The Android Problem
Here's where it gets a little touchy: Honeycomb, Google's tablet-optimized version of Android, is a bit of a mess. It's a powerful operating system -- essentially, Honeycomb is what you make of it based on the customizable widgets and apps that populate each screen -- but it's also a hostile experience if you don't know exactly what you want or don't care to customize. And I'm not just comparing Honeycomb to the iPad. Even the Blackberry PlayBook, which has its own issues, combines a straightforward presentation and powerful swipe gestures into an interface that beats all other tablets on the market.

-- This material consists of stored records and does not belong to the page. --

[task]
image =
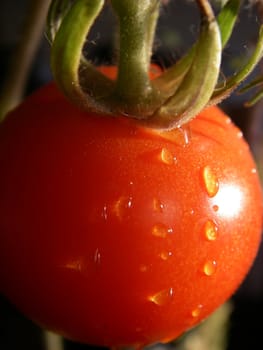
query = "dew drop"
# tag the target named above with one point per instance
(165, 255)
(143, 268)
(161, 230)
(104, 213)
(121, 205)
(167, 157)
(183, 136)
(239, 134)
(210, 267)
(215, 208)
(211, 230)
(210, 181)
(157, 205)
(163, 297)
(197, 311)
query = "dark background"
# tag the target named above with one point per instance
(178, 27)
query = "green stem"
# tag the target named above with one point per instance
(137, 21)
(14, 86)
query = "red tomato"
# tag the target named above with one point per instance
(113, 234)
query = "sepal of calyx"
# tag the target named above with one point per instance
(166, 102)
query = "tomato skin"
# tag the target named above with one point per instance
(112, 234)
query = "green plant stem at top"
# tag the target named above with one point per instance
(137, 22)
(14, 87)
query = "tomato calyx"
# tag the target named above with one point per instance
(166, 102)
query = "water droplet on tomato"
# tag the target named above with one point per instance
(143, 268)
(215, 207)
(97, 256)
(167, 157)
(161, 230)
(210, 181)
(239, 134)
(210, 267)
(211, 230)
(121, 205)
(165, 255)
(104, 213)
(157, 205)
(197, 311)
(163, 297)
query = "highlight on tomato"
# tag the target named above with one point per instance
(127, 216)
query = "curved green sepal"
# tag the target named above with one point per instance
(66, 57)
(198, 85)
(231, 83)
(171, 79)
(57, 11)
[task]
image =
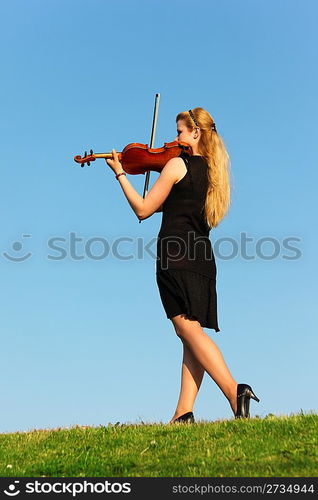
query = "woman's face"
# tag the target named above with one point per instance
(184, 134)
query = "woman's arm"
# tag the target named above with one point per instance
(144, 207)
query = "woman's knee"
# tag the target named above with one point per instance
(180, 325)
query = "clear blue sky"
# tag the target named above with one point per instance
(86, 340)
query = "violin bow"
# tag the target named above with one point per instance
(152, 141)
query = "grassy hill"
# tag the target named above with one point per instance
(267, 447)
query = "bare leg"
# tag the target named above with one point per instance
(207, 354)
(191, 378)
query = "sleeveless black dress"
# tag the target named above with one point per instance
(185, 267)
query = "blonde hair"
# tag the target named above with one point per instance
(212, 148)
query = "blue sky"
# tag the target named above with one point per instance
(84, 338)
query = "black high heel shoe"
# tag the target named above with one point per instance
(244, 394)
(186, 418)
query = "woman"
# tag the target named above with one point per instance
(193, 193)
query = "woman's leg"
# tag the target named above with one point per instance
(191, 377)
(207, 354)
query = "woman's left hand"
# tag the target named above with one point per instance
(114, 163)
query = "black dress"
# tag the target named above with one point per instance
(185, 266)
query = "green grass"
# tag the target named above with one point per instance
(267, 447)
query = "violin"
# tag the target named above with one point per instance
(139, 158)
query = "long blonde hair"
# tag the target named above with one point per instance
(212, 148)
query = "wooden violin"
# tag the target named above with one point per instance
(139, 158)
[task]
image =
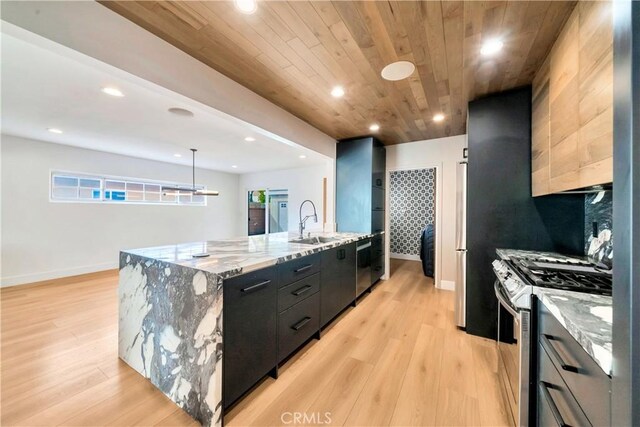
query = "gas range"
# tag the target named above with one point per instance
(520, 273)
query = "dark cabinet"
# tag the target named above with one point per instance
(249, 328)
(297, 291)
(297, 324)
(337, 281)
(572, 389)
(298, 303)
(360, 193)
(299, 268)
(360, 182)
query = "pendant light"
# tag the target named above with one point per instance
(193, 190)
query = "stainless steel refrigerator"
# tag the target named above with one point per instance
(461, 244)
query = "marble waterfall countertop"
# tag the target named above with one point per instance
(170, 311)
(231, 257)
(587, 317)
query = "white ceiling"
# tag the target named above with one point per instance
(45, 86)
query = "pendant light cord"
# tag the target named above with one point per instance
(193, 150)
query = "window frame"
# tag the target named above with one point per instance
(127, 180)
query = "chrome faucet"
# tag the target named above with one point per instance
(304, 220)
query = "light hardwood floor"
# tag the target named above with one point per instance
(395, 359)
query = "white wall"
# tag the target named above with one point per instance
(43, 240)
(93, 30)
(444, 154)
(302, 183)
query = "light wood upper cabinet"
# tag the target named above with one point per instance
(540, 131)
(572, 111)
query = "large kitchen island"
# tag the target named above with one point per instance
(172, 299)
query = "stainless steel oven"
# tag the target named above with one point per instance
(514, 340)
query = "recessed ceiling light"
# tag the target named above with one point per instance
(180, 112)
(337, 92)
(246, 6)
(113, 91)
(398, 70)
(491, 47)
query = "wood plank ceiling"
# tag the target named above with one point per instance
(294, 53)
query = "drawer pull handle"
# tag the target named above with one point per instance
(301, 291)
(301, 324)
(301, 269)
(547, 341)
(255, 287)
(544, 390)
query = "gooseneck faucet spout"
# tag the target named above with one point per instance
(304, 220)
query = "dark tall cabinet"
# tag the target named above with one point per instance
(500, 210)
(360, 193)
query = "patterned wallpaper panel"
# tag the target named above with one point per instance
(412, 205)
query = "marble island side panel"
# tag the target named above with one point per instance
(170, 331)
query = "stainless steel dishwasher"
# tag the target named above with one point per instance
(363, 259)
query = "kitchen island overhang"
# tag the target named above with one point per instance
(171, 307)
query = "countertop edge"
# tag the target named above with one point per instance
(239, 270)
(602, 355)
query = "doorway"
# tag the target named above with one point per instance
(412, 211)
(267, 211)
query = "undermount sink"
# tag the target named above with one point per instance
(316, 240)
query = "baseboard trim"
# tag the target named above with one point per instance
(447, 285)
(405, 256)
(60, 276)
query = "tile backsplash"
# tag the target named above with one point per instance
(598, 208)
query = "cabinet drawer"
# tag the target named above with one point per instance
(377, 269)
(249, 330)
(298, 324)
(556, 404)
(377, 199)
(587, 381)
(377, 246)
(297, 291)
(299, 268)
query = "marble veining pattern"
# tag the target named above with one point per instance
(507, 254)
(598, 208)
(170, 311)
(587, 317)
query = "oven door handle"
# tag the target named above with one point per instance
(503, 300)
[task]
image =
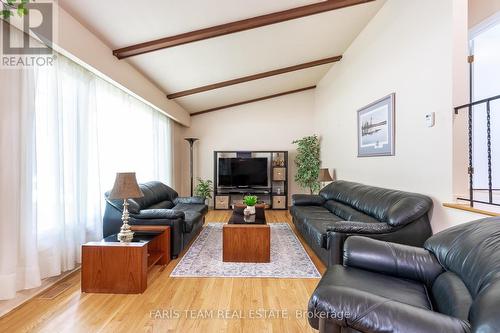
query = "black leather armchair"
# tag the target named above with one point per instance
(343, 209)
(453, 285)
(161, 205)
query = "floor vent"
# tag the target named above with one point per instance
(55, 291)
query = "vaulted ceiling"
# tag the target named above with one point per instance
(262, 50)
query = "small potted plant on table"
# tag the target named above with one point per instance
(250, 201)
(204, 189)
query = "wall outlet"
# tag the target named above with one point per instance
(430, 119)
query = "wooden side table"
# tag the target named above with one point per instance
(112, 267)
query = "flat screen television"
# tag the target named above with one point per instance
(243, 172)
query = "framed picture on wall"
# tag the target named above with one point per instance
(376, 128)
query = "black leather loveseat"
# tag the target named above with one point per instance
(343, 209)
(161, 205)
(453, 285)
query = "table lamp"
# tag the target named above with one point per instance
(125, 187)
(324, 176)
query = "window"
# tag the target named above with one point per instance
(87, 130)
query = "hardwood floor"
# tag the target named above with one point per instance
(176, 304)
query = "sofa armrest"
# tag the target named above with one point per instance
(390, 258)
(307, 200)
(158, 214)
(367, 312)
(189, 200)
(354, 227)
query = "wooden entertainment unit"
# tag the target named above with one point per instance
(275, 195)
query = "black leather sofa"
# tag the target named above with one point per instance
(161, 205)
(343, 209)
(453, 285)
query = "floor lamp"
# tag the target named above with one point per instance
(191, 143)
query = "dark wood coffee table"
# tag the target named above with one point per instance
(246, 239)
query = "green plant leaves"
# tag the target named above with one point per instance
(6, 13)
(204, 188)
(308, 162)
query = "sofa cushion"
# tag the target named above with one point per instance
(379, 202)
(470, 250)
(167, 204)
(401, 290)
(192, 219)
(303, 213)
(348, 213)
(154, 192)
(199, 208)
(451, 296)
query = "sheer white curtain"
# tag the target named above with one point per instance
(19, 268)
(87, 130)
(60, 153)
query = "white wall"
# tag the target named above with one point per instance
(408, 48)
(480, 10)
(78, 43)
(266, 125)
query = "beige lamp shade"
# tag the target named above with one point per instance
(324, 176)
(126, 187)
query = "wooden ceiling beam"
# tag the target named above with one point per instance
(237, 26)
(254, 77)
(252, 100)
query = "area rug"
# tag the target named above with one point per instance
(288, 257)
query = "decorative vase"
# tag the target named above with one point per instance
(250, 210)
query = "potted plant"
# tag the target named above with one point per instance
(204, 189)
(250, 201)
(308, 163)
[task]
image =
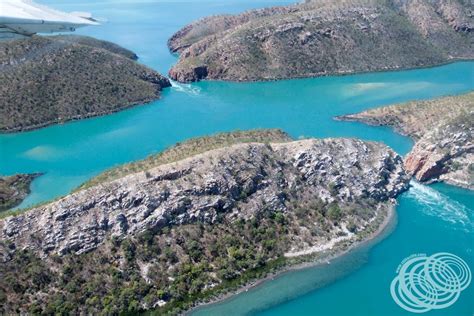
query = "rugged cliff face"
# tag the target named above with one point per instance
(169, 235)
(443, 130)
(48, 80)
(324, 37)
(14, 189)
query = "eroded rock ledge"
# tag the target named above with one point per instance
(238, 182)
(48, 80)
(322, 37)
(443, 130)
(14, 189)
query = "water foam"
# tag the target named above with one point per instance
(434, 203)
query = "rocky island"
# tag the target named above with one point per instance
(14, 189)
(443, 130)
(54, 79)
(321, 37)
(195, 221)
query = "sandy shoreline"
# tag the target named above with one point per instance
(309, 261)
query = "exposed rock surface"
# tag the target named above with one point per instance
(443, 130)
(48, 80)
(172, 233)
(322, 37)
(14, 189)
(239, 181)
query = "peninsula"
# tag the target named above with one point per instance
(166, 233)
(443, 130)
(54, 79)
(322, 37)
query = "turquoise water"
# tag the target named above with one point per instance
(431, 219)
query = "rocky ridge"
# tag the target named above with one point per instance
(323, 37)
(48, 80)
(239, 182)
(443, 130)
(174, 233)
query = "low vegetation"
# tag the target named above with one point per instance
(54, 79)
(189, 148)
(175, 267)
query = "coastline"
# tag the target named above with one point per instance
(385, 228)
(336, 73)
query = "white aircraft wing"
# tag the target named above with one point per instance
(19, 18)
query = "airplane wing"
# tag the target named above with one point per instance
(20, 18)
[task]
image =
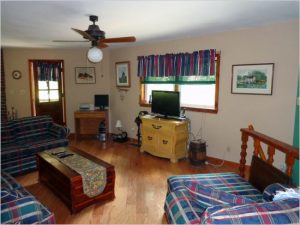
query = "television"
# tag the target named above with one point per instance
(101, 101)
(166, 103)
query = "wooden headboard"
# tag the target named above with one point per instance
(291, 153)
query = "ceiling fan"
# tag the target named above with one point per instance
(97, 36)
(98, 40)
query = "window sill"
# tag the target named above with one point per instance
(202, 109)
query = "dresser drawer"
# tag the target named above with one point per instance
(166, 145)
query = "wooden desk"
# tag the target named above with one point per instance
(87, 122)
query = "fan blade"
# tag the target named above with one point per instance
(84, 34)
(102, 45)
(120, 39)
(68, 41)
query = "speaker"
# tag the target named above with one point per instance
(197, 152)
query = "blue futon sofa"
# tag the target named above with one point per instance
(22, 138)
(18, 206)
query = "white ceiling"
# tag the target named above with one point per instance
(37, 23)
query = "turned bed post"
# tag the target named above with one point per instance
(291, 153)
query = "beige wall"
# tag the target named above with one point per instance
(18, 92)
(273, 115)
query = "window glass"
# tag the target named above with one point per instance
(196, 96)
(53, 85)
(43, 85)
(54, 96)
(43, 96)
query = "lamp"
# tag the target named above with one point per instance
(119, 125)
(95, 54)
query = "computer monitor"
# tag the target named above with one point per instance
(101, 101)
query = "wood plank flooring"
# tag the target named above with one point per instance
(140, 186)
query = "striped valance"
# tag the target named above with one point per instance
(47, 71)
(198, 63)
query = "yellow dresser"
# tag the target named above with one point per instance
(164, 138)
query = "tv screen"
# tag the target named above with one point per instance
(101, 101)
(166, 103)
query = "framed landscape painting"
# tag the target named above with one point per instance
(252, 79)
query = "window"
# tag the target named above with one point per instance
(48, 91)
(193, 97)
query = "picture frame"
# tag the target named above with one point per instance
(256, 79)
(85, 75)
(123, 74)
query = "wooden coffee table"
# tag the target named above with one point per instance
(67, 184)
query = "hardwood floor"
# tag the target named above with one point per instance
(140, 186)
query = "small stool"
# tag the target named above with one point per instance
(197, 152)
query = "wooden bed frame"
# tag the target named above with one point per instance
(291, 153)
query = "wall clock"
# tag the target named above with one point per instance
(16, 74)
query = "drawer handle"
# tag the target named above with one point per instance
(156, 126)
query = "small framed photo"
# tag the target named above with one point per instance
(254, 79)
(85, 75)
(123, 74)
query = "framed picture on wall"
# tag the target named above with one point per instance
(123, 74)
(252, 79)
(85, 75)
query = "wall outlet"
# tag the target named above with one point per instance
(228, 149)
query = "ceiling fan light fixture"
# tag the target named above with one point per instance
(95, 55)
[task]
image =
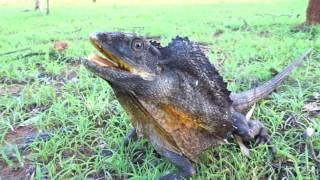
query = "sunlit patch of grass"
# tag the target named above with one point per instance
(253, 39)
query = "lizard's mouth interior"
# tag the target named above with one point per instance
(109, 60)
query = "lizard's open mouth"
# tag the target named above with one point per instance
(109, 60)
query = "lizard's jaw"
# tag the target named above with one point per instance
(109, 60)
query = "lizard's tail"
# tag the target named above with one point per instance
(247, 98)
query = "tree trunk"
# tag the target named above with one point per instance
(48, 7)
(37, 5)
(313, 12)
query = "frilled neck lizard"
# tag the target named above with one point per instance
(175, 97)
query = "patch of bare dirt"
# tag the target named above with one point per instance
(8, 173)
(265, 34)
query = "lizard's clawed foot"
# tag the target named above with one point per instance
(250, 130)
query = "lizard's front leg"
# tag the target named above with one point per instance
(248, 129)
(131, 136)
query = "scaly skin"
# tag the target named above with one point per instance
(173, 95)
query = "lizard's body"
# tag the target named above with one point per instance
(174, 97)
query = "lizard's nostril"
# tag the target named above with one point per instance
(94, 36)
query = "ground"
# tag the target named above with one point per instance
(248, 43)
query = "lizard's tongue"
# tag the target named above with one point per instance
(101, 61)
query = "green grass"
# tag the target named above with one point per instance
(256, 38)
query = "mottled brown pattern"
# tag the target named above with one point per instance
(191, 138)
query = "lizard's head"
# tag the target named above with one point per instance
(125, 57)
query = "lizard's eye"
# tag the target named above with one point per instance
(137, 44)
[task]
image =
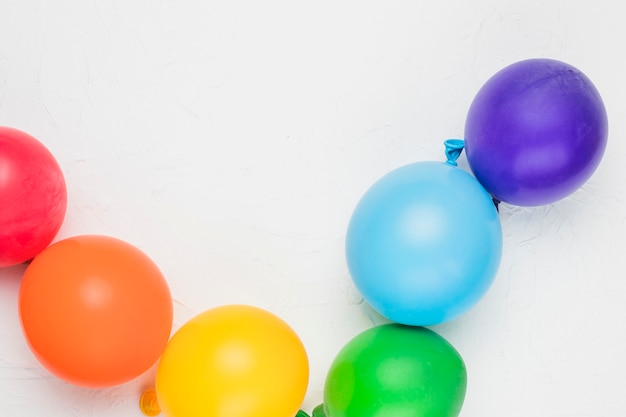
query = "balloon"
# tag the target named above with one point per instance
(535, 132)
(395, 370)
(33, 197)
(95, 310)
(424, 243)
(233, 361)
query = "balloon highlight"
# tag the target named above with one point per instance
(95, 310)
(395, 370)
(233, 361)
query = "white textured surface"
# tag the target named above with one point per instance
(231, 140)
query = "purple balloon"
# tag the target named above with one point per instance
(535, 132)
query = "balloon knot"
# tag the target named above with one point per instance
(454, 147)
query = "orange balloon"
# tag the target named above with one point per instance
(231, 361)
(96, 311)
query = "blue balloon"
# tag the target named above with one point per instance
(424, 243)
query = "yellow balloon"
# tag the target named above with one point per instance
(233, 361)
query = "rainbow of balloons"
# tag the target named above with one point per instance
(423, 246)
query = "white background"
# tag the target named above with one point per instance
(231, 140)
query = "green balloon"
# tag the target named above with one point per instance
(394, 370)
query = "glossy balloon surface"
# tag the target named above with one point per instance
(395, 370)
(233, 361)
(424, 243)
(33, 197)
(535, 132)
(95, 310)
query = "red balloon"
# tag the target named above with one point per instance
(33, 197)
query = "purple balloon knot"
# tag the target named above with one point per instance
(454, 147)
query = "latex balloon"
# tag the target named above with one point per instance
(95, 310)
(395, 370)
(33, 197)
(424, 243)
(233, 361)
(535, 132)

We don't know what Amazon's tablet software will look like, but if it runs Android as rumored, I assume Amazon will retool the software to emphasize its own content, making it as easy to access as possible.
The iPad Problem
Even with Amazon's advantages, an Amazon tablet still needs an answer to a very basic question: Why would you buy it instead of an iPad? Good content won't be enough, because Apple already has that. Processing power could be a factor, but only if it makes for a significantly better experience than the one Apple provides. The mere existence of a 7-inch tablet could give Amazon something Apple doesn't have, but that doesn't help justify a 10-inch tablet alongside it.
Until we know more, it's impossible to say how Amazon might make the case for its tablet above all others. But the anticipation is what has the tech world so excited in the first place.